Jurgen Moltmann in his foreward of Nicholas Ansell’s The Annihilation of Hell – Universal Salvation and the Redemption of Time in the Eschatology of Jurgen Moltmann:

20150213_200619“A foreward is not an afterward and also not a critical review.  A foreward should open the door and point out the worth of a book so that it can be properly read and discussed.  Nicholas Ansell’s book on The Annihilation of Hell and Universal Salvation is so far-reaching and profound a theological and philosophical work that a brief foreward can’t really do it justice.  I’ll limit myself here to some biographical references, a few factual observations, and then an attempt to bring the theology of grace and the theology of faith into a theological dialogue.

Any theology of grace will be oriented for God’s sake to the universal triumph of grace.  Any theology of faith, however, will start from the human decision of faith and will result in the separation of believers from unbelievers.  The universalism of salvation, on the one hand, and the particularism of faith on the other hand, are on two different levels.  What is important is to closely connect them.
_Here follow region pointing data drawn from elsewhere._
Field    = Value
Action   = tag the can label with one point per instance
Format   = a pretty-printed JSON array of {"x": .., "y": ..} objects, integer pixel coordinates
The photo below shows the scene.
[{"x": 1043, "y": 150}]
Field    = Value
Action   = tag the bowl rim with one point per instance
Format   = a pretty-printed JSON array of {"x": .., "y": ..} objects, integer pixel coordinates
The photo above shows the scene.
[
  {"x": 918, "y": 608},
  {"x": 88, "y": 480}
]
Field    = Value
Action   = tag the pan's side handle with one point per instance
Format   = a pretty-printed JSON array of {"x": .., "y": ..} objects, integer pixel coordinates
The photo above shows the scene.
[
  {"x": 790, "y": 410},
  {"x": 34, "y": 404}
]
Since my theology studies in Gottingen, where I wrote my dissertation in 1952 on the “hypothetical universalism” of the Calvinist theologian Moyse Amyraut, who taught at the theological Academy of Saumer in the 17th century, the idea of universalism has not let go of me.  Amyraut’s idea, that the universal offer of grace is merely hypothetical until faith grasps it, I considered inadequate.  Then I read Karl Barth’s new doctrine of election which appeared in his Church Dogmatics 2/2 and became convinced by his theology of the cross:  On the cross of Christ, God took the guilt of sinners upon himself in order to give them his gift of grace.  I continued to think through this dialectical universalism of salvation and found in Christ’s resurrection from the dead the beginning of the destruction of death and thereby “the annihilation of Hell.”  Many Easter hymns in the German Lutheran hymnal celebrate the “destruction of Hell” by means of Christ’s descent into Hell and resurrection from Hell.  In the Orthodox Easter liturgy, the destruction of Hell through Christ is also celebrated.  Those who descend into Hell should “abandon all hope” according to Dante.  But the Christ who descended into Hell is the “hope of the hopeless” (spes desperatis).
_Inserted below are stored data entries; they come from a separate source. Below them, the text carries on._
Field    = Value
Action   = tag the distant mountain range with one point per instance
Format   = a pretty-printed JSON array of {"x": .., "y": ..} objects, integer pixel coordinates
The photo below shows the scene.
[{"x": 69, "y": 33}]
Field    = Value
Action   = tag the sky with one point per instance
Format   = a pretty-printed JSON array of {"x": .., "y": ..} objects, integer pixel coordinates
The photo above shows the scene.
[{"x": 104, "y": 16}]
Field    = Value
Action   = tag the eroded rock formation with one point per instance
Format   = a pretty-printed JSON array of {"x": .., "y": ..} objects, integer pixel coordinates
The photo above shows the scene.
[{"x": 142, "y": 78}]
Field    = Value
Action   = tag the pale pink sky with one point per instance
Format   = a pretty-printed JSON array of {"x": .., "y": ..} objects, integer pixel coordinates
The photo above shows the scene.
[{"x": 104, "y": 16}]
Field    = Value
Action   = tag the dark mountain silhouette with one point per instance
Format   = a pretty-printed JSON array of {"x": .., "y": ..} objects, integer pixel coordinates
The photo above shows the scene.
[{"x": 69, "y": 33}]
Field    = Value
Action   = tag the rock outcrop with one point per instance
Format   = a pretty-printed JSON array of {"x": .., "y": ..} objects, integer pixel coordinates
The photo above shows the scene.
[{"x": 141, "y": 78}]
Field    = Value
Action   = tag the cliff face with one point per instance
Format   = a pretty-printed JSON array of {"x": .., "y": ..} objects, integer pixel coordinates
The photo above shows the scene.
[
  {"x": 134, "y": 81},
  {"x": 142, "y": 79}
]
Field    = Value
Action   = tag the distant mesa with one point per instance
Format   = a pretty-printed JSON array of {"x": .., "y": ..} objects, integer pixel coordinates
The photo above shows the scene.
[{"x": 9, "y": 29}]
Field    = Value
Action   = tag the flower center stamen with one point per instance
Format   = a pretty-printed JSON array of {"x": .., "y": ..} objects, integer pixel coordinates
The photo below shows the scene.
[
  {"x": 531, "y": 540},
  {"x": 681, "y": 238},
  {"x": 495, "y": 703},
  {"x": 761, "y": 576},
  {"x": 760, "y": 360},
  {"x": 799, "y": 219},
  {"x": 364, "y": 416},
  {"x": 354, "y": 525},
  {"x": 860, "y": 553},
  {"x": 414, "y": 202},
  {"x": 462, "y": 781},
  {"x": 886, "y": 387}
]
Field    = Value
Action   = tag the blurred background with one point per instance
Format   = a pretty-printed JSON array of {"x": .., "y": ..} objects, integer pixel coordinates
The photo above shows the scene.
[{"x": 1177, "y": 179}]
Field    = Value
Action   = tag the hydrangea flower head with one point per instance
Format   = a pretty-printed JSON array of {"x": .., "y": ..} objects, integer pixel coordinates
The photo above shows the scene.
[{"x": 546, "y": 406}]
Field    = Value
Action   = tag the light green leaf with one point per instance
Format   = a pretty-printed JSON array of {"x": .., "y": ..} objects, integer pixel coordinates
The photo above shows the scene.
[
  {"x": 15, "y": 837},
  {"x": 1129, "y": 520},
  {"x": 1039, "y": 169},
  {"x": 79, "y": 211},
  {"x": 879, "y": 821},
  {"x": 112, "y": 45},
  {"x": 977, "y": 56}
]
I then took up an old desire of Karl Barth and Helmut Gollwitzer, namely to reform the doctrine of the LAst Judgment from the perspective of the crucified one who will come to judge the living and the dead.  Here I had the Old Testament notion of “divine judging” for help.  According to Psalm 96, God will come to judge the earth, and the earth will rejoice and the fields will make merry.  In this instance, “judge” means raise up, set straight, heal, and bring to life.  How could it be otherwise in the Christian anticipation of God’s Final Judgment and coming kingdom!  In fact the so-called “Final Judgment” is penultimate; what is truly final is the new, eternal creation in which God becomes “all in all” (1 Cor 15:28).
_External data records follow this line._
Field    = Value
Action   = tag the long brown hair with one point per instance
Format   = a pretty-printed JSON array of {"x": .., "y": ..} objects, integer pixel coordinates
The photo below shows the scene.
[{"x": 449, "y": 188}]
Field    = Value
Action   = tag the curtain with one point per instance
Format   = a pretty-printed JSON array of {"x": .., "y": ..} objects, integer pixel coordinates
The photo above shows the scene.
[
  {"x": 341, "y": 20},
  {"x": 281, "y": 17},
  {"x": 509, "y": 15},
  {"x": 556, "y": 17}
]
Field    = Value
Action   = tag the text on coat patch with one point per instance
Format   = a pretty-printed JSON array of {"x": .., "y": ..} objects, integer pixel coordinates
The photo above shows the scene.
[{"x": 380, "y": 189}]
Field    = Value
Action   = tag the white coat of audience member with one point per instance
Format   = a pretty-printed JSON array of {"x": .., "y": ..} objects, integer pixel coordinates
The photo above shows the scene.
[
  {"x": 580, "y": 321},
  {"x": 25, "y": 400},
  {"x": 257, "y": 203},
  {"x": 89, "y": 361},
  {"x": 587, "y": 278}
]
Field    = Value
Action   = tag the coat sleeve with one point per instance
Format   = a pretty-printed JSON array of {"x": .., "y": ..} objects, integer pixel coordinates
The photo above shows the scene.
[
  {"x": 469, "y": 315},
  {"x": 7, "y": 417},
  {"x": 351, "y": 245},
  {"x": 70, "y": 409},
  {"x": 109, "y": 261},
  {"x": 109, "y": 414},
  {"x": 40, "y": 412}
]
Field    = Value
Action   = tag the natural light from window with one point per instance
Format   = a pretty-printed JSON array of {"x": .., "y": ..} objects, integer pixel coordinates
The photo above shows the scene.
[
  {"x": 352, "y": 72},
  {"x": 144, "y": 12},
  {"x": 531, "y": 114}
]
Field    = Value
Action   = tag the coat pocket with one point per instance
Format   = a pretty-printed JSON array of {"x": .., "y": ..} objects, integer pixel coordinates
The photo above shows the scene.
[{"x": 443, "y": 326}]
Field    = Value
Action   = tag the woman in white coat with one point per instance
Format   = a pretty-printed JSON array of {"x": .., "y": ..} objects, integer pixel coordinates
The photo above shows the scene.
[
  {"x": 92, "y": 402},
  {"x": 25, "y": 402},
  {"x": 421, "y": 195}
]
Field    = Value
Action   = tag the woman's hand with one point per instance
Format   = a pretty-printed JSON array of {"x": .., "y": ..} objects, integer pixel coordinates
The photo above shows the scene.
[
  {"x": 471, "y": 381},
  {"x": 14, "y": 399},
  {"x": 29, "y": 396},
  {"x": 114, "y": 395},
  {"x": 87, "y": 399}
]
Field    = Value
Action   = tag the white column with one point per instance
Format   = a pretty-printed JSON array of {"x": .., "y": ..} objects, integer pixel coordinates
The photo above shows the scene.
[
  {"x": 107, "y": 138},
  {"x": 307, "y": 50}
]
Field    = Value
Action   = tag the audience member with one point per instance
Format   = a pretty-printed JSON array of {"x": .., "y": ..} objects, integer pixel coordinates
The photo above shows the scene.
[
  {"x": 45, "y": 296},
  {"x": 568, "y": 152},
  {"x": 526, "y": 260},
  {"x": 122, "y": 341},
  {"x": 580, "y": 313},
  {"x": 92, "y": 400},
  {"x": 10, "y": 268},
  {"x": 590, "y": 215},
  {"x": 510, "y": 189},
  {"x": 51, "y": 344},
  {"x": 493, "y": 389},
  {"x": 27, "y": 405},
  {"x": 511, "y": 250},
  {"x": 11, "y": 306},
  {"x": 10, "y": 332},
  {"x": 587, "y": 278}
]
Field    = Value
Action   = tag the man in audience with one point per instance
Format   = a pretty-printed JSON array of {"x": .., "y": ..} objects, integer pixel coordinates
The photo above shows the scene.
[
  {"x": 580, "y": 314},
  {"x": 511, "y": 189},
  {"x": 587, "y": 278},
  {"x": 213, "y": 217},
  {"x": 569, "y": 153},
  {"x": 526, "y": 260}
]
At this point another thought came to me:  with the forgiveness of sins and the overcoming of death, God is concerned primarily with the expulsion of the godless powers of evil, of sin, of death, and of Hell from his beloved creation.  Isn’t our question as to whether all or only a few will be saved not an anthropocentric and in many cases even a selfish one?  For God, it is about God’s glorification of all his creatures.  The salvation of the new humanity is only a part of this.  If we look to the glory of God, then the universalism and particularism of human salvation are relativised.  The “annihilation of Hell” is an action of the cosmic Christ, whose reign is universal.  “Universal salvation” is only the human part of the “salvation of the universe.”

I must stop here, since I’m only writing a forward.  But you can see how stimulating this study by Nicholas Ansell has been for me.  I hope the same holds true for his other readers.  There is much to be gained by considering this work and then thinking further on one’s own.”

Jurgen-MoltmannJurgen Moltmann speaking at the BMS Catalyst Live event held in Reading, UK.  This was the day I shook his hand and asked him how he was.  His lecture there is unconnected to this blog post here.  And in case you are wondering, he said he was fine and appreciated me asking him!